Люся осталась один на один с обезумевшими от страха мамочками. Стало жутко. Холодными и влажными от ужаса руками Петрова потянула на себя стоявшую в углу швабру, ловко перевернула в воздухе и резко вставила палку в проем между дверными ручками.

– Я сказала расходиться по палатам.

Люсины слова влетели в поле ненависти и страха. И тут потух свет. «Всё», – подумала Петрова и представила детали собственной смерти. Смерть выглядела не героически, а как-то натуралистично и мелко, словно иллюстрация к учебнику по судмедэкспертизе: оцинкованный стол, а на нем – лоскутки белого халата, клочки волос и, в небольшом отдалении, на расстоянии черно-белой линейки, очки с треснувшими стеклами.

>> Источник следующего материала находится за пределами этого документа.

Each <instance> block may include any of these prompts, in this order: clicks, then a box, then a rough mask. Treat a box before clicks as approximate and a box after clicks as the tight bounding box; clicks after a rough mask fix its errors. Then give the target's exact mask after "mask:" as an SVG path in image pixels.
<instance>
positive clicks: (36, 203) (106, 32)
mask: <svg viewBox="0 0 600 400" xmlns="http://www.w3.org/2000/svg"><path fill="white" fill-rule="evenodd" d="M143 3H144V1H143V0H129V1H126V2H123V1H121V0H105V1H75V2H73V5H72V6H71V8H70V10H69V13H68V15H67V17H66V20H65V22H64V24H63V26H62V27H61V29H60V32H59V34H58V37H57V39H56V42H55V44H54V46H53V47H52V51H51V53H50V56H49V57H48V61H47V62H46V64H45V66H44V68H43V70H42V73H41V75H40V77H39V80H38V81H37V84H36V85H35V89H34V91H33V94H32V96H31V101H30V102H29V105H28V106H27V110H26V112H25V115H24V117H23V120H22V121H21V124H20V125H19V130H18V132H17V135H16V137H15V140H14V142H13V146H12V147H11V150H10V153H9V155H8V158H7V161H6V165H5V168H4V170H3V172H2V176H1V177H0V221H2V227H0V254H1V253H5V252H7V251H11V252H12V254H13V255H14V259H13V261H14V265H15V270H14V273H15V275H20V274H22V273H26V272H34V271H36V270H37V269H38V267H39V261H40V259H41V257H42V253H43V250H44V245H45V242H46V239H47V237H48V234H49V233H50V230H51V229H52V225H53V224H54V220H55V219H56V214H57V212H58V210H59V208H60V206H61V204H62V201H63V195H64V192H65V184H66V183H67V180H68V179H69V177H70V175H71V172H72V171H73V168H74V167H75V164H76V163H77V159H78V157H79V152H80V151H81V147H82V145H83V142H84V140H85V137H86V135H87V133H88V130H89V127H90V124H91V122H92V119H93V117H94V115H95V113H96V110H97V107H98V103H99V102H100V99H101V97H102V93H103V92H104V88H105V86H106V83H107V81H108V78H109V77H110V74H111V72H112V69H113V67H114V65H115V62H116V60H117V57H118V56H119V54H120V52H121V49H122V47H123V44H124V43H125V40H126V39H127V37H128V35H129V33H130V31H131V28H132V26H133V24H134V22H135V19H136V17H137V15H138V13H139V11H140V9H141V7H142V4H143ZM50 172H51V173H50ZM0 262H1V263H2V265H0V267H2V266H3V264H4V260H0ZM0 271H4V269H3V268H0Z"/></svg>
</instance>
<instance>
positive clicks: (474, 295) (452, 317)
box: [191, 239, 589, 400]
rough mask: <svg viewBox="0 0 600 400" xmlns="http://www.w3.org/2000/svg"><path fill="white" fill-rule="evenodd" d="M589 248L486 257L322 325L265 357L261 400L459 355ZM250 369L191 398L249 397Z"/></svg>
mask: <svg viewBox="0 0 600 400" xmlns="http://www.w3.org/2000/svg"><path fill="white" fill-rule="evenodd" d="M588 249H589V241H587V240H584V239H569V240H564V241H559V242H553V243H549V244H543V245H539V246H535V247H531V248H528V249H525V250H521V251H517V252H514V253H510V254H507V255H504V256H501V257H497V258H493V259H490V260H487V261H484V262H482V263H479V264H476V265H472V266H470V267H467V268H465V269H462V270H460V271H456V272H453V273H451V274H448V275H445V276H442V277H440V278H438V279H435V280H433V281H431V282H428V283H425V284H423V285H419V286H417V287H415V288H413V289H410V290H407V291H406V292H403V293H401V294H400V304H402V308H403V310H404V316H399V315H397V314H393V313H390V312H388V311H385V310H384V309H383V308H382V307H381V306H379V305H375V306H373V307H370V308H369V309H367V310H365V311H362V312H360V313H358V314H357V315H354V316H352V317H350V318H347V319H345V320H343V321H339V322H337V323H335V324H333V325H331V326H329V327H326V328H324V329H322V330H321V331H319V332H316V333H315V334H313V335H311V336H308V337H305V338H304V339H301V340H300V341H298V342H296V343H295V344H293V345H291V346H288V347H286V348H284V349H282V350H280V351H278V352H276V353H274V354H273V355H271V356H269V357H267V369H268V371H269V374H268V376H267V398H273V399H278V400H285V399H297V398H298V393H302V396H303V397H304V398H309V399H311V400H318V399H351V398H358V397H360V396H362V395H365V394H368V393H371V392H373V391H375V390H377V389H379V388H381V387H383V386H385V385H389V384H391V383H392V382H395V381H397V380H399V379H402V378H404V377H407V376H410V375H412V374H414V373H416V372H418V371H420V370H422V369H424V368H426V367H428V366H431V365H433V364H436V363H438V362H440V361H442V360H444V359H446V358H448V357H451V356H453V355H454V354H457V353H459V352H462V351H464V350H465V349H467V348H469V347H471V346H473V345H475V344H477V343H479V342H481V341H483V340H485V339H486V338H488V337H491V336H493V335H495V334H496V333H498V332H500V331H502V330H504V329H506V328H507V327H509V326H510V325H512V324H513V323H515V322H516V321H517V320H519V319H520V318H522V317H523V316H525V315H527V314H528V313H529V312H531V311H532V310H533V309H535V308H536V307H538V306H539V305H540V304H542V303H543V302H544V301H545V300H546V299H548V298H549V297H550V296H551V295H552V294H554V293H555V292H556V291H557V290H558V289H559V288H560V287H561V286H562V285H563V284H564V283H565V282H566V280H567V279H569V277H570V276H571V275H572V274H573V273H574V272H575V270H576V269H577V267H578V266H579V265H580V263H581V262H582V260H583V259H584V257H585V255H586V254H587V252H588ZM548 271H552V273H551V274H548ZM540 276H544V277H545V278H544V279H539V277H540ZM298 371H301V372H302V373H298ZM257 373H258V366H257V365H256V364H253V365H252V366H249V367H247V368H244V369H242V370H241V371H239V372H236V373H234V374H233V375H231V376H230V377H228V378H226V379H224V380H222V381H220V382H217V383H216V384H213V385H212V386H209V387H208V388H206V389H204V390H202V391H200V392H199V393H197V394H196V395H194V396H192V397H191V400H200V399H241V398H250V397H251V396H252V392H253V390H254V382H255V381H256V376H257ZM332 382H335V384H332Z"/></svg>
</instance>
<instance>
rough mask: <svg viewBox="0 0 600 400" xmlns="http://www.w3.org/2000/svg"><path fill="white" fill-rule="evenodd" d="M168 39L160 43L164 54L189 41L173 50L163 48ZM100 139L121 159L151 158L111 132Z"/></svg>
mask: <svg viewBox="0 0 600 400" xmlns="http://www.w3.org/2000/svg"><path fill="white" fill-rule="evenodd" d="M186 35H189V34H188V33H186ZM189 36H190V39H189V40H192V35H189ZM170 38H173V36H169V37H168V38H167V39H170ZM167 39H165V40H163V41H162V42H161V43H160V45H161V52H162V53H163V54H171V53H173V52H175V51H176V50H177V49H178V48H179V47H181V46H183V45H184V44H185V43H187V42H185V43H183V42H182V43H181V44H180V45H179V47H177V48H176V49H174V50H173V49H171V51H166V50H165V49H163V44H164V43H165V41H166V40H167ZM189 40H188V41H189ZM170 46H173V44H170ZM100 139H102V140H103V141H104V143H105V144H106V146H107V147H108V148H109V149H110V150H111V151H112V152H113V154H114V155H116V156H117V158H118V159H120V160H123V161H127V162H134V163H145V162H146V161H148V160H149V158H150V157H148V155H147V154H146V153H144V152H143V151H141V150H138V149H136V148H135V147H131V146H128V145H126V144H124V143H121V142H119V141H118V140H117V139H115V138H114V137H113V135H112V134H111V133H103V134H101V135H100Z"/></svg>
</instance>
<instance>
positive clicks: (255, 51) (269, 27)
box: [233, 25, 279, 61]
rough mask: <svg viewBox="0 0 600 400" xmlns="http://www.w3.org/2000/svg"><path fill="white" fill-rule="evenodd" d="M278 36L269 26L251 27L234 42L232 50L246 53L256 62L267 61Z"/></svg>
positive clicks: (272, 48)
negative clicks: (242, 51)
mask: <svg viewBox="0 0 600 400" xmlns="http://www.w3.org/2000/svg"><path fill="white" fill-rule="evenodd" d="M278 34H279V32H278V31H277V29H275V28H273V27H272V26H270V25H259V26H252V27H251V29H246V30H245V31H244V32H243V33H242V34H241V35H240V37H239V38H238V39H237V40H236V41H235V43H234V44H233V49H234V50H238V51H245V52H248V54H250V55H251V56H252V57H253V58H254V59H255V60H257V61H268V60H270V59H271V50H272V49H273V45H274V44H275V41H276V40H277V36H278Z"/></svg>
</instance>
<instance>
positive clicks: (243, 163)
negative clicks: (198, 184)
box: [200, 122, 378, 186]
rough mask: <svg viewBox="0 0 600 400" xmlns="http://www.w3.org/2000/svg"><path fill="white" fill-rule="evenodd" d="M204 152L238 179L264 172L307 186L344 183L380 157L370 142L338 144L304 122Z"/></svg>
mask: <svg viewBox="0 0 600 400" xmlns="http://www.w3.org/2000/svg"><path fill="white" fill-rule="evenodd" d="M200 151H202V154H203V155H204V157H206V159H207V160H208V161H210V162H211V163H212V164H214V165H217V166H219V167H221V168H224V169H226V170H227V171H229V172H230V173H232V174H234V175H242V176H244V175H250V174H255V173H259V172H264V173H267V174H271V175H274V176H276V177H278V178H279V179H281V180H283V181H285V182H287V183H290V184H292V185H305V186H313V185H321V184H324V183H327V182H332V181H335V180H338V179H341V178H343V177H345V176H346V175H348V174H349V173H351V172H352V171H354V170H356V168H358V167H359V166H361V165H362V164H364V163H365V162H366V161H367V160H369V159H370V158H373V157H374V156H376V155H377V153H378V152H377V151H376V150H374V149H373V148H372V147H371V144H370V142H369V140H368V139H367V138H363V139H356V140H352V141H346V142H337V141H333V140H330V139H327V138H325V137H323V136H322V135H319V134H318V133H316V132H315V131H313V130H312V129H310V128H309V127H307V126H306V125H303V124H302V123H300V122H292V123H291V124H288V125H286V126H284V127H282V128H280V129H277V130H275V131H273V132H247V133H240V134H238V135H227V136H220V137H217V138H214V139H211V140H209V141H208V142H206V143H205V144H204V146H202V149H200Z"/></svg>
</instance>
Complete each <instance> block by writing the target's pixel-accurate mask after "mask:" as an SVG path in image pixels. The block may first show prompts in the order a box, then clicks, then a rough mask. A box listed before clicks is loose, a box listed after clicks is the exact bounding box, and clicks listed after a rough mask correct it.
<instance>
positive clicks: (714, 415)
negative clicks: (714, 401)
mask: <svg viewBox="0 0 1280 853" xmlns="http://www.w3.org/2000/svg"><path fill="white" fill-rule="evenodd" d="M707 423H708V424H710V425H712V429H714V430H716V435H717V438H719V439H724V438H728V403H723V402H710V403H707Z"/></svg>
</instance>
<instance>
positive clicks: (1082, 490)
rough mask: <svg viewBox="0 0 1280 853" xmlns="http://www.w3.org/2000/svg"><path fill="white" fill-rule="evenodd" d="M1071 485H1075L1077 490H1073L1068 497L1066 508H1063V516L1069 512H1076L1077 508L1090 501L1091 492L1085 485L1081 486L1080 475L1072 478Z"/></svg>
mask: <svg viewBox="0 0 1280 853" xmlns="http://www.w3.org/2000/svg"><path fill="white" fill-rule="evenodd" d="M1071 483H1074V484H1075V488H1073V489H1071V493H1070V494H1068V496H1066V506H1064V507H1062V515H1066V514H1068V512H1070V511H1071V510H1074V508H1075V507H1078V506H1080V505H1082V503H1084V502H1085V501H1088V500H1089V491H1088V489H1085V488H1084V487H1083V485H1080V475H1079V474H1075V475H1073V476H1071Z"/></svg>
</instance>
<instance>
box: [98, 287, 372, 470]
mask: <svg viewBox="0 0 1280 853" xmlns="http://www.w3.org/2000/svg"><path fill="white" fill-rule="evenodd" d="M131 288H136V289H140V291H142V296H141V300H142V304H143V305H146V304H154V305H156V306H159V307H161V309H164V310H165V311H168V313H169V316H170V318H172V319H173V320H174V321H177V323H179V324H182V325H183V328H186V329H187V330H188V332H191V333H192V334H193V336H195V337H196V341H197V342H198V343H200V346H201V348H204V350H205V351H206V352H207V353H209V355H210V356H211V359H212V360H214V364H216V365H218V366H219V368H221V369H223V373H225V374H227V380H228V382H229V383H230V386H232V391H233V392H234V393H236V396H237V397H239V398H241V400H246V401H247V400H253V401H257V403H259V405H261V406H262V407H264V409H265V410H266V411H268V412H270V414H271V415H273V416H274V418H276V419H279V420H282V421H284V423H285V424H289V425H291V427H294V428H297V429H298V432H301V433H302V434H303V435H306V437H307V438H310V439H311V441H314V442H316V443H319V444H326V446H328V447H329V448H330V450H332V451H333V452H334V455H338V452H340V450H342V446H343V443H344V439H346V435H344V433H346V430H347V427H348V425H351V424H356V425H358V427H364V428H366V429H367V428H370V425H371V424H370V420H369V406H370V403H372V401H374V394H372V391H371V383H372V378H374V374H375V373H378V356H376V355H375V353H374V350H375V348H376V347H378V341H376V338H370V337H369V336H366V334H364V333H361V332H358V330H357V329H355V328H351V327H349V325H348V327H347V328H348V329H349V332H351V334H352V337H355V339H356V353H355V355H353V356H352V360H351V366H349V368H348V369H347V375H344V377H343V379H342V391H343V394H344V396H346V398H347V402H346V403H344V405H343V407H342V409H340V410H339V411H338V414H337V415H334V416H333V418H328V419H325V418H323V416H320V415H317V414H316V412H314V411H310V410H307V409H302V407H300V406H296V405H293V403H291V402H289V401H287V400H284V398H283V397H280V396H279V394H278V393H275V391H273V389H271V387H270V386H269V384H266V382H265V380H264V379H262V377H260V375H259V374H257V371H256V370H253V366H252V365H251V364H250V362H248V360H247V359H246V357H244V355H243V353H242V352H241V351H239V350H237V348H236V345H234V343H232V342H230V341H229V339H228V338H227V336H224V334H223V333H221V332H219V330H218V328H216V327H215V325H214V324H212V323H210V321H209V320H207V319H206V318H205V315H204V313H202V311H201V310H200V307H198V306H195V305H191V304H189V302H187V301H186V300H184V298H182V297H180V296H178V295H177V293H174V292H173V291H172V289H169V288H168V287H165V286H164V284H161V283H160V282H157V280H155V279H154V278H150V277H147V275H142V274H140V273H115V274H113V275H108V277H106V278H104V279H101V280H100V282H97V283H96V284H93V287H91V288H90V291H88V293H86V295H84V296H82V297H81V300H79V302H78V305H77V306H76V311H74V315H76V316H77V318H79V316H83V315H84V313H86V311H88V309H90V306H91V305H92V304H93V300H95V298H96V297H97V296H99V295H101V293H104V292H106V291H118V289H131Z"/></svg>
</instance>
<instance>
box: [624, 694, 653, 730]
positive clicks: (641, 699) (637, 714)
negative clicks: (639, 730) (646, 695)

«Как-то мне нехорошо, – подумала Петрова и что есть силы зажмурила глаза. – Господи! – взмолилась она. – Ну почему именно сейчас? Ну почему так?»

Всевышний в диалог с просительницей вступать не собирался, но, что странно, не торопились действовать и толпившиеся в коридоре мамочки. Заплакал чей-то ребенок. Петрова вздрогнула: «Началось!» На секунду сверкнул свет, озарив коридор, полный опасности. Люся почувствовала под ногами мощный толчок – и свет снова погас.

«Пора открывать дверь», – решила Петрова и потянула швабру на себя.

Та даже не шелохнулась.

– Черт, – выругалась Люся. – Заклинило.

Видимо, последний земной толчок оказался столь мощным, что одна из половинок входной двери в здании дореволюционной постройки просела, и швабру заклинило намертво.

– Что случилось?

Петрова повернулась на выдох толпы.

– Случилось землетрясение, – ответила Люся. – И входную дверь…

Договорить она не успела – раздался звук, типичный для инфекционного отделения. Одного из детей стало безудержно рвать: малыш заплакал. Отвратительный запах усилился, и позыв к рвоте ощутила, думается, не одна Петрова.

– Кого рвет? – выкрикнула в толпу обладательница белого халата.

– Колю Семенова, – вразнобой доложили вдруг переставшие грозно молчать мамочки.

– Женщины, напоминаю, – начала вещать Люся. – Вы находитесь в инфекционном отделении. Семеновы поступили вчера вечером. Точный диагноз не установлен. Высока вероятность того, что он неблагоприятен и опасен для окружающих. У вас на руках дети. И любой их контакт с рвотным отделяемым может привести к вторичному инфицированию и утяжелению их и так нестабильного состояния. Настоятельно прошу разойтись по палатам, дабы избежать распространения опасной инфекции.